Want to Learn More about Appalachia?
Left: Basket maker and family on porch, Sevier County, Tennessee, circa 1920 (From Pi Bet Phi to Arrowmont digital collection, UT Libraries). Right: Appalachian singer-songwriter Amythyst Kiah performs in Knoxville, Tennessee, 2024 (UT Libraries).
Contrary to popular stereotype, Appalachia is as diverse as its terrain and its music. Left: Basket maker and family on porch, Sevier County, Tennessee, circa 1920 (From Pi Beta Phi to Arrowmont digital collection, UT Libraries). Right: Appalachian singer-songwriter Amythyst Kiah performs in Knoxville, Tennessee, 2024 (UT Libraries).

For years, Appalachia has both intrigued and mystified onlookers. Some narratives have painted the region with a singular view, stereotyping the native mountaineer as isolated, impoverished, and backward. But the region and its people are as diverse as its terrain and its music.

Want a more in-depth and nuanced look at Appalachia? UT Libraries’ research guide to Southern Appalachian Studies will help you identify the best databases, periodicals, bibliographies and reference works on Appalachia.

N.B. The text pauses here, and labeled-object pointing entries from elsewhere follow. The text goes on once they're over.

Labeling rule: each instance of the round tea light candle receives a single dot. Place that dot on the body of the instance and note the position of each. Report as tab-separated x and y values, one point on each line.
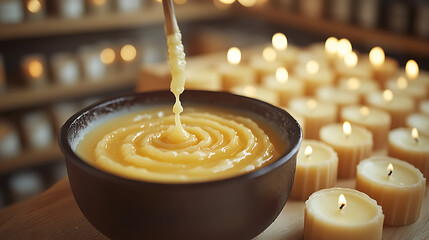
406	144
316	168
396	185
342	213
316	114
286	86
399	107
233	73
351	144
375	120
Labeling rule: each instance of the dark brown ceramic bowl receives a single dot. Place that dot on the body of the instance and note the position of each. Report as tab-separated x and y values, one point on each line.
235	208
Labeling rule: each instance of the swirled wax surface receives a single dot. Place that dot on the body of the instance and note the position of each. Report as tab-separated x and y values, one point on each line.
220	144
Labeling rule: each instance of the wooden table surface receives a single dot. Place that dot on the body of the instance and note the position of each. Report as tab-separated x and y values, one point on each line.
55	215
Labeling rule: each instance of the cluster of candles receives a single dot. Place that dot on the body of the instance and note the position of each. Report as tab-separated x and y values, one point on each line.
350	107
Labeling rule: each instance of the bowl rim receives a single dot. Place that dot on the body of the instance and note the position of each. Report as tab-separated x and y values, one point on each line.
70	155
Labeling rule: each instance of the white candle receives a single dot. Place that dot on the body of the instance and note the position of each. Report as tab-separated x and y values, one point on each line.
342	213
396	185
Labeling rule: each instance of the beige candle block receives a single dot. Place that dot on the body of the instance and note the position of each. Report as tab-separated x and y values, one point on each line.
342	213
399	107
314	76
375	120
286	86
351	143
419	121
359	86
407	145
257	92
34	70
337	96
396	185
316	115
316	168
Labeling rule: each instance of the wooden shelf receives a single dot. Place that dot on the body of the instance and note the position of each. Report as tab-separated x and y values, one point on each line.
31	158
147	16
30	97
371	37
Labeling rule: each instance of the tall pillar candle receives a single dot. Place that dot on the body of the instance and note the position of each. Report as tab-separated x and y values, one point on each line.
406	144
396	185
351	143
375	120
316	168
342	213
316	114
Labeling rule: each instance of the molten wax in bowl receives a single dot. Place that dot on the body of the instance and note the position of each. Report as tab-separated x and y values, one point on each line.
219	144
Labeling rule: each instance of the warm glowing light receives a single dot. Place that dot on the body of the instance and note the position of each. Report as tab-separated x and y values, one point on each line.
387	95
402	83
415	134
282	75
234	55
34	6
35	69
269	54
364	111
128	53
312	67
247	3
311	104
279	41
347	128
342	201
412	69
353	83
331	45
351	59
344	47
389	169
98	2
377	56
308	151
107	56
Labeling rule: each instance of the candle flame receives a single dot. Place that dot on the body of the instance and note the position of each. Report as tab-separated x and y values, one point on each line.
415	134
342	202
364	111
331	45
311	104
279	41
308	151
234	55
377	56
312	67
402	83
344	47
282	75
128	52
347	128
269	54
412	69
390	169
351	59
387	95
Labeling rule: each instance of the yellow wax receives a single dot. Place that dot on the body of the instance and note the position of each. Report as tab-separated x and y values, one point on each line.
375	120
221	144
361	218
351	149
316	171
400	194
315	116
398	108
403	146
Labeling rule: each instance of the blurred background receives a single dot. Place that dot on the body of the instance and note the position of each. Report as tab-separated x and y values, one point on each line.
58	56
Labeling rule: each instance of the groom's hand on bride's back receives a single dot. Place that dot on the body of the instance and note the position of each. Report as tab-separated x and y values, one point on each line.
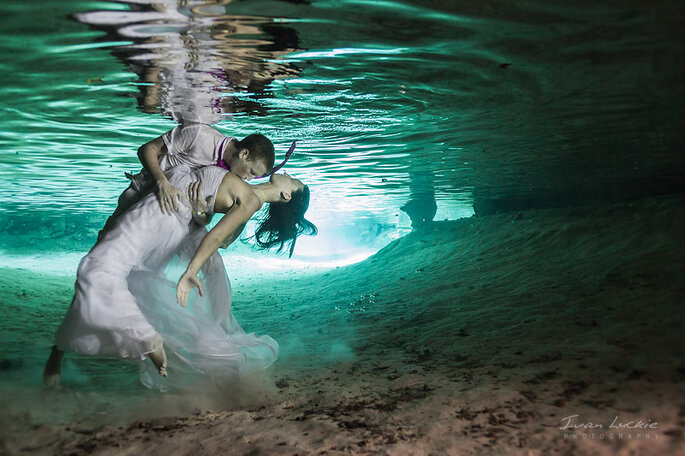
168	196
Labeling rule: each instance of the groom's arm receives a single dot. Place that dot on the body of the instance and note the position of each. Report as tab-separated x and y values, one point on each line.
167	194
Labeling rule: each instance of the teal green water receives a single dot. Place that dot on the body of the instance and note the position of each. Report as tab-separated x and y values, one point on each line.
484	107
500	105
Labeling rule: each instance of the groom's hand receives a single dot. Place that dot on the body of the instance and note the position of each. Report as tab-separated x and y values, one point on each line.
168	196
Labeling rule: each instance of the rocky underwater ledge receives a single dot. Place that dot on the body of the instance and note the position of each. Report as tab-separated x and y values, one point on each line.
477	336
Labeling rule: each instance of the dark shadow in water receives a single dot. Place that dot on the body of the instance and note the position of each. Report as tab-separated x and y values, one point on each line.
197	62
421	207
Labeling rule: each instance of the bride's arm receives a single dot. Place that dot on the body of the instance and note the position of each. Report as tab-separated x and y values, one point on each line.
237	216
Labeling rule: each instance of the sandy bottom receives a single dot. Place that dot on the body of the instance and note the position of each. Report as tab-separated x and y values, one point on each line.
485	335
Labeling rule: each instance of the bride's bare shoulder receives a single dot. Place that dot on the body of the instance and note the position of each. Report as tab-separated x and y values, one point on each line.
233	191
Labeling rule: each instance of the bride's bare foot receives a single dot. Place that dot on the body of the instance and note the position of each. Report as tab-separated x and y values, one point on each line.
52	369
158	358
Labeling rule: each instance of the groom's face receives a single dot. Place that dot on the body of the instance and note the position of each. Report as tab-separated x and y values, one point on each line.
247	169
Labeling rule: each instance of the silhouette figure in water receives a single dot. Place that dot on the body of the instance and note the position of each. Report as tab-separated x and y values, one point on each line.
421	207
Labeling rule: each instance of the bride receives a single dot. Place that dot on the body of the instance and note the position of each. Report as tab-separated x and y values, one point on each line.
125	304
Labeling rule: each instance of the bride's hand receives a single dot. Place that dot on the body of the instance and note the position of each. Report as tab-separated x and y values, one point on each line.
186	283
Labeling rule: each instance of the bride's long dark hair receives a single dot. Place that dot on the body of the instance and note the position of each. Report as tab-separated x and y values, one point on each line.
283	222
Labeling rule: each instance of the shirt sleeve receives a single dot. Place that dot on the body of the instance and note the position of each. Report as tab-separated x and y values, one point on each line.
180	138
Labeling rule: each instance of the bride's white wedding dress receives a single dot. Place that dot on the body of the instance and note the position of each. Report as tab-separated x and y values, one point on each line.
125	298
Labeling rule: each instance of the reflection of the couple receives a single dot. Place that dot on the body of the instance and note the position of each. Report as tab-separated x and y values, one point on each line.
191	55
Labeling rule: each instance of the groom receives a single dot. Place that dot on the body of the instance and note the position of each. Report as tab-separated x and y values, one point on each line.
194	145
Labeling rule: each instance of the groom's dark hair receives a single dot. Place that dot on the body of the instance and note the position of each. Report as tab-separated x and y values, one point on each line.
260	147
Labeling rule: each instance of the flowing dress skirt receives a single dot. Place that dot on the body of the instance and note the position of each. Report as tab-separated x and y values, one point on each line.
125	299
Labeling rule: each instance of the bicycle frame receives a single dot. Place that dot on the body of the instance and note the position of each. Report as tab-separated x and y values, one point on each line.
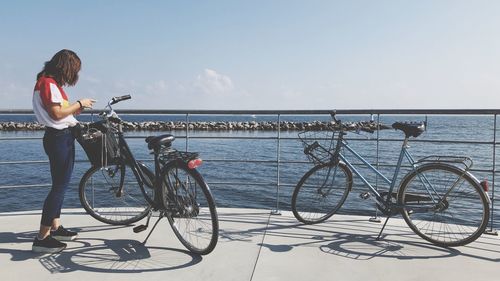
404	153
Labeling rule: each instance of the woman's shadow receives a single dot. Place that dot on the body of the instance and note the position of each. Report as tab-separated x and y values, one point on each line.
99	255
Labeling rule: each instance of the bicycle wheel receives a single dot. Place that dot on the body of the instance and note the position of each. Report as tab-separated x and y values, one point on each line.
190	207
321	192
444	205
99	194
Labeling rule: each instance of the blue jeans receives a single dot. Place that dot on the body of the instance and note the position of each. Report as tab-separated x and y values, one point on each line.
59	145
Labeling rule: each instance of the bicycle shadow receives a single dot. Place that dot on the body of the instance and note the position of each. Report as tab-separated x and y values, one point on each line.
99	255
341	238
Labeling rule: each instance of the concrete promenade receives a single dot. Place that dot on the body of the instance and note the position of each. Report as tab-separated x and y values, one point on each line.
253	245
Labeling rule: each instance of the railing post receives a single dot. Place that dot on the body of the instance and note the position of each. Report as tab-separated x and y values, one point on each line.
277	210
187	131
376	217
492	231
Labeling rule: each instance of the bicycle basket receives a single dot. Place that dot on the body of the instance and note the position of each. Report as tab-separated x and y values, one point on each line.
318	145
100	144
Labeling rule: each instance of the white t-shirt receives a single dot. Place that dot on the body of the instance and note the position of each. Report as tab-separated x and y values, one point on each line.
47	92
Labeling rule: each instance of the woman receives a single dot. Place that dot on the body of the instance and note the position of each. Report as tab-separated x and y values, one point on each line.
53	109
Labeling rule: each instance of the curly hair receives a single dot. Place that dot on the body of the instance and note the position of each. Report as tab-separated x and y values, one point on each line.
63	67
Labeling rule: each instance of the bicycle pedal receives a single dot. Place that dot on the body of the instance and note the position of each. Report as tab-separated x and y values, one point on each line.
364	195
140	228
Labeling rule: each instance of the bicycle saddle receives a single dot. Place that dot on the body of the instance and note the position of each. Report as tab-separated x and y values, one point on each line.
157	141
411	129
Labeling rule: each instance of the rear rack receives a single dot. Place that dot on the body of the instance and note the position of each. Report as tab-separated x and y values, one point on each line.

Don’t overlook the rare books and unique primary resources that reside in UT’s Betsey B. Creekmore Special Collections and University Archives — see Appalachia (Special Collections).

Selected images from UT’s special collections are viewable online. Digital collections that feature historical images of the Smoky Mountains include:

The University of Tennessee Press publishes many titles on Appalachia. Here is a sampling:

Book covers: Coal Towns: Life, Work, and Culture in Company Towns of Southern Appalachia, 1880–1960; Fairy Tales of Appalachia; Lost in Transition: Removing, Resettling, and Renewing Appalachi; Terra Incognita: An Annotated Bibliography of the Great Smoky Mountains, 1544–1934

Appalachian Gateway: An Anthology of Contemporary Stories and Poetry includes selections from the work of the region’s best-loved authors: Barbara Kingsolver, Ron Rash, Nikki Giovanni, Robert Morgan, Lisa Alther, and Lee Smith among others.

Appalachian Images in Folk and Popular Culture. Essays from the last 130 years on a range of topics — from moonshining to Kentucky feuds, from mountain handicrafts to changing dietary habits, from shingle making to serpent handling — show how attitudes toward the region have evolved.

Coal Towns: Life, Work, and Culture in Company Towns of Southern Appalachia, 1880–1960. Using oral histories, company records, and census data, Coal Towns paints a vivid portrait of miners and their families in southern Appalachian coal towns from the late 19th to the mid-20th century. What the families recall about the coal towns contradicts the popular image of mining life: compared to their earlier lives on subsistence farms, coal-town life was not all bad.

Fairy Tales of Appalachia. While taking a graduate course in Appalachian literature at the University of Tennessee, the author was surprised to discover that much of the folklore she had heard while growing up in Schuyler, Virginia, was rarely represented in popular published collections. In particular, they lacked the strong female heroines she had come to know. These tales have been passed down through Appalachia’s oral histories over decades and even centuries.

Lost in Transition: Removing, Resettling, and Renewing Appalachia presents case studies of public land removal and resettlement projects across southern Appalachia, from the 1930s through the 1960s.

Our Southern Highlanders. The most enduring image of the social and cultural heritage of the mountainous region of southwestern North Carolina is that popularized by Horace Kephart in Our Southern Highlanders (originally published in 1913) in which the native mountaineers are characterized as isolated, romantic, backward, and inhabiting a static and solitary place that Kephart christened “The Back of Beyond.”

A Smoky Mountain Boyhood: Memories, Musings, and More. Author Jim Casada pairs his gift for storytelling and his training as a historian to produce a highly readable memoir of mountain life in East Tennessee and western North Carolina. His stories evoke a strong sense of place and reflect richly on the traits that make the people of Southern Appalachia a unique American demographic. Casada discusses traditional folkways; hunting, growing, preparing, and eating wide varieties of food available in the mountain region; and the overall fabric of mountain life.

Terra Incognita: An Annotated Bibliography of the Great Smoky Mountains, 1544–1934.  Terra Incognita is the most comprehensive bibliography of sources related to the Great Smoky Mountains ever created. Starting with the de Soto map of 1544, the earliest document that purports to describe anything about the Great Smoky Mountains, and continuing through 1934 with the establishment of the Great Smoky Mountains National Park, this volume catalogs books, periodical and journal articles, selected newspaper reports, government publications, dissertations, and theses published during that period.